We also witnessed firsthand the importance of middle school support for vulnerable children, for high school completion, as well as literacy upgrading for young adults and skills building at every age. That is why we propose offering additional tax support for post-secondary education for students in groups, like aboriginals, who are underrepresented in those institutions, as well as for initiatives that keep disadvantaged young people in school. According to one study, if aboriginal Canadians were able to increase their educational attainment to the level of other Canadians, our cumulative economic output would grow by an additional $179 billion by 2026 and government tax revenue would be $3.5 billion higher. That would be good for aboriginal peoples; it would be good for all Canadians.
We also looked at health, because there's a strong connection between being poor and having poor health. The poorest quarter of Canadians uses twice the health care services as those in the wealthiest quarter. In fact, according to Statistics Canada, poverty reduces life expectancy even more than cancer.
In our study we've also seen examples of tax credits that work well. The national child benefit supplement, for example, is putting money into the hands of low-income individuals and households. As a critical step to eradicating child poverty, we propose increasing the national child benefit to $5,000 by 2012 from the current level of $3,400.
The working income tax benefit, which supplements earnings for those with very low incomes, is another tax measure that holds great promise by making work pay. We recommend increasing this benefit so that no recipient would fall below the poverty line.
Because our seniors also deserve dignity in their retirement, we also recommend increasing the guaranteed income supplement so that no one there falls below the poverty line.
I'll just say a quick word on those struggling with disabilities. As a group, persons with disabilities are highly marginalized. They face exclusion from quality education, have lower employment rates, and are more likely to be poor. We believe what is needed is to provide a basic income guarantee for people with severe disabilities and, at least in the short run, to make the disability tax credit refundable.
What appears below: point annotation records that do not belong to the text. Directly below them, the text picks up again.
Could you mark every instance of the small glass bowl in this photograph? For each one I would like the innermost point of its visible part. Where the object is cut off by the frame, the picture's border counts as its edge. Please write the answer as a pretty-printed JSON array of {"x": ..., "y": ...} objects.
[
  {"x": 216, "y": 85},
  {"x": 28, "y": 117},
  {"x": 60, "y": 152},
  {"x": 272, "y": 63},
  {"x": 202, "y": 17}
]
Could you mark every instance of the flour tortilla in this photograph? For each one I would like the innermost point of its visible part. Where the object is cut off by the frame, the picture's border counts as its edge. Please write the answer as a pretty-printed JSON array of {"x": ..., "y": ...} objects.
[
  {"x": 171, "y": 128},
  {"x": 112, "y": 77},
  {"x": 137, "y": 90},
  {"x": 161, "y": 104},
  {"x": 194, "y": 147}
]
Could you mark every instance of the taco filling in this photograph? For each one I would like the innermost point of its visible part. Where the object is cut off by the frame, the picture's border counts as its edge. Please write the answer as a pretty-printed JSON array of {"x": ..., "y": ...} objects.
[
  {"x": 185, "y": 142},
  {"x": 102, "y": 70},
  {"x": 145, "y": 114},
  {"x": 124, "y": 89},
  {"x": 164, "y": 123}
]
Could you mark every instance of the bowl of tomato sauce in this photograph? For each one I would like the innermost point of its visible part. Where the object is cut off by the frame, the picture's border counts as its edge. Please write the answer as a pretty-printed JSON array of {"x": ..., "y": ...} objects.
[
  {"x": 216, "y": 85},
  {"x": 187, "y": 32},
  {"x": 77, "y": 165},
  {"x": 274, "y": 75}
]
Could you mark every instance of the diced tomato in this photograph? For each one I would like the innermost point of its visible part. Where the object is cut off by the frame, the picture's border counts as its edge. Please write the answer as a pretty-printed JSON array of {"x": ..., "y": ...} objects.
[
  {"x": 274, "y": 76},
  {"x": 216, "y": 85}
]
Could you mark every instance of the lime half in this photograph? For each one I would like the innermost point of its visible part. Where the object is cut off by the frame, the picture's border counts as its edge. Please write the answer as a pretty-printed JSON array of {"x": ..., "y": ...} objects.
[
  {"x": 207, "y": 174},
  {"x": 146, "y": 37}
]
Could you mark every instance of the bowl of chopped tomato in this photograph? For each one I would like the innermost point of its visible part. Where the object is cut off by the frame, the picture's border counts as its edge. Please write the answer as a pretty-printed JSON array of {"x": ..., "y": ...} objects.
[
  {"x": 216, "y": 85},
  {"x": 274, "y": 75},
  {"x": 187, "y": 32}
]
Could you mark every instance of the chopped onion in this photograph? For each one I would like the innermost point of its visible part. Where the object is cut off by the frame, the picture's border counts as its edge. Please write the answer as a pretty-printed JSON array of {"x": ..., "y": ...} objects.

Just as the guaranteed income supplement lifted tens of thousands of seniors out of poverty, a guaranteed income for those with severe disabilities would immediately take about 500,000 people off social assistance rolls.
Let me turn very briefly to housing and homelessness. I think all of us understand intuitively the importance of having decent shelter. A home anchors a person or a family. It provides the foundation for higher educational attainment and leads to greater stability in the workplace. Health experts also tell us that adequate housing is a key determinant of health and long-term health outcomes.
Today in Canada, at least three million are struggling to find affordable housing. When I say affordable, I am using CMHC's standard rule of 30% of income. We need to do better, and we need leadership from the federal government. Specifically we recommend adequate and sustained funding through the affordable housing initiative to increase the supply of affordable housing. We need to make the residential rehabilitation assistance program permanent, and we need to make housing programs longer-term to reflect planning and development timelines at the local and provincial levels.
Addressing the issue of homelessness is not just about doing what is morally right; it's also about dollars and cents. The fact is that it is more expensive for all of us to leave someone on the street than it is to provide them with decent housing and support services. Just last week, Premier Stelmach of Alberta said that on average a homeless person costs society roughly $100,000 a year, including health costs. The annual cost per person drops to about $35,000 annually if that person is given a long-term home. These are Alberta statistics.
So we need to do a better job on both housing and homelessness. It's time the federal and provincial governments finally came to grips with this issue and developed a national housing and homelessness strategy.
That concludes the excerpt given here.